I’m now looking at computers as an augmenting human technology. If the singularity ever occurs, it will not be because of advances in our computation technology exclusively, because computation is not the only thing that defines our humanness or makes consciousness possible. Rather, it encodes our inputs into a form that is computable by hardware in which we can do all sorts of fancy stuff.
It’s not surprising how pervasive dystopian narratives of computers are. When we offload so many important processes to machines (banking is a big one), skepticism is bound to arise. This idea highlights one of the biggest problems we face now with the role that computers play in culture – illiteracy with the technology (funny, because I could’ve learned this stuff at any point using a darn computer). The literacy to understand and operate the machines is the missing element in the vision of designers who conceptualized and engineered interactive computing. And furthermore, without the literacy, computers as abstract human-interaction-destroying monsters is a self-fulfilling prophecy. When our software is computing open-ended processes, it kind of seems like it’s alive or thinking. In actuality, it’s just waiting for our inputs (metaphorically speaking… right?).
Perhaps my favorite idea I’ve had is the idea that computing is a process that allows us to translate signs into meta-artifacts. The units of these artifacts are bits, which are themselves symbolic representations of our inputs, which are symbolic in a semiotic sense. So when we have open-source communities or teams collaborating on cloud software, we have the distributed mind manifest. It’s translated into bits and then represented in a human-perceptible way by our software. I think this idea reflects Alan Kay’s idea of symmetric authoring and consuming.

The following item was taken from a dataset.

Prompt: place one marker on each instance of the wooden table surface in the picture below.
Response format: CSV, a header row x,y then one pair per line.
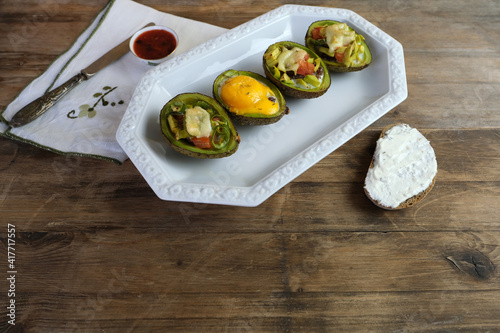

I’m also interested in exploring with the idea of phenomenological illusion in GUI and computer interface. It’s an important question to explore because we have to balance designing intuitive interfaces (as complex a problem that is in itself) with engineering a technologically literate user base. If we offload all computing processes onto our software, computers functionally are monoliths of sci-fi abstraction. Is there any way we can design computers so that interacting with them puts us in a place to reason with the computations themselves?